By: Kelsey Leyrer
LOUDON COUNTY, Tenn. (WVLT) — At the Loudon County Emergency Management Agency, Daryl Smith is always looking for new ways to keep his community safe.
Lately, that search has him looking up. Last year, the EMA received a $1,900 drone with grant money from the Department of Energy.
“It has the ability to send real-time images back to the user for governmental search and rescue, hazmat scenes, or fire scenes,” says Smith, the emergency director. “Things of that nature would be very helpful.”
Some agencies across the country are already using them. There’s just one problem. The EMA’s drone can’t leave the ground.
Between the time Loudon County EMA ordered the drone and when they got it, Smith says the Federal Aviation Administration’s rules on drones became stricter.
“In doing so, it put us in a position where there’s no way we can use it,” says Smith.

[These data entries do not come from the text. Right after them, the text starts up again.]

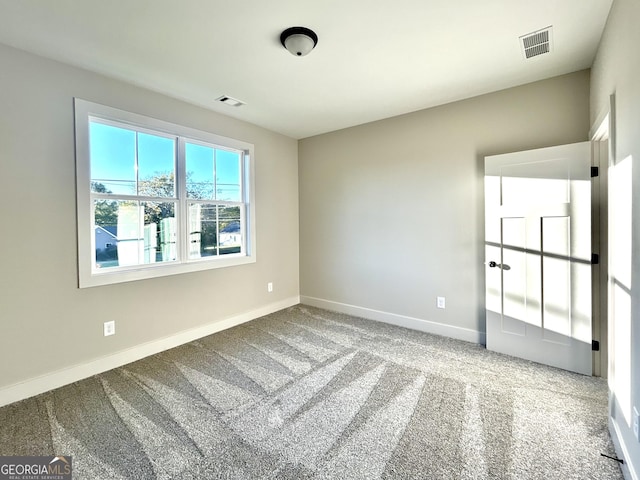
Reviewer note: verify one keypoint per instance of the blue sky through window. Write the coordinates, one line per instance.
(211, 173)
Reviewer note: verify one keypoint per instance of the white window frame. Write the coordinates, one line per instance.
(88, 275)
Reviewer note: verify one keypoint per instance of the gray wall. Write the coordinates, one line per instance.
(47, 323)
(616, 70)
(391, 213)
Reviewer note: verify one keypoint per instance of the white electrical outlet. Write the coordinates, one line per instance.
(109, 328)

To fly the drone, Smith says his employees would have to attend pilot ground school. It’s costs a few hundred dollars and it’s luxury his department can’t afford.
“They would be more than willing to donate their time and receive the training, but the funding is the aspect,” he says.

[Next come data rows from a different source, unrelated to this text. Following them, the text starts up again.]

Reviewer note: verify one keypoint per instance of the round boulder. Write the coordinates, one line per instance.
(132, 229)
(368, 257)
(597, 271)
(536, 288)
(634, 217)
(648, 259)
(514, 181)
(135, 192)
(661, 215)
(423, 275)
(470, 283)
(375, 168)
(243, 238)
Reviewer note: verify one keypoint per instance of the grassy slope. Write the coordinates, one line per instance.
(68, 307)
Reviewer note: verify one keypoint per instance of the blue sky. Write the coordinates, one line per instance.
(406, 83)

Smith says the FAA would also require him to set up a detailed flight plan every time they used the drone. But, for most emergencies, Smith says that’s not doable.
Even though he’s read the manual cover to cover, for the time being, Smith’s high hopes have been grounded.
“We’re disappointed. I had a lot of hope in this and I thought every emergency agency we have out here from fire, to law enforcement and EMS could benefit from overseeing a scene or searching an area,” he says.
Smith says he hopes to transfer the drone over to a non-government agency in the area, such as a volunteer fire department. He hopes that way it can be used for the purpose he imagined.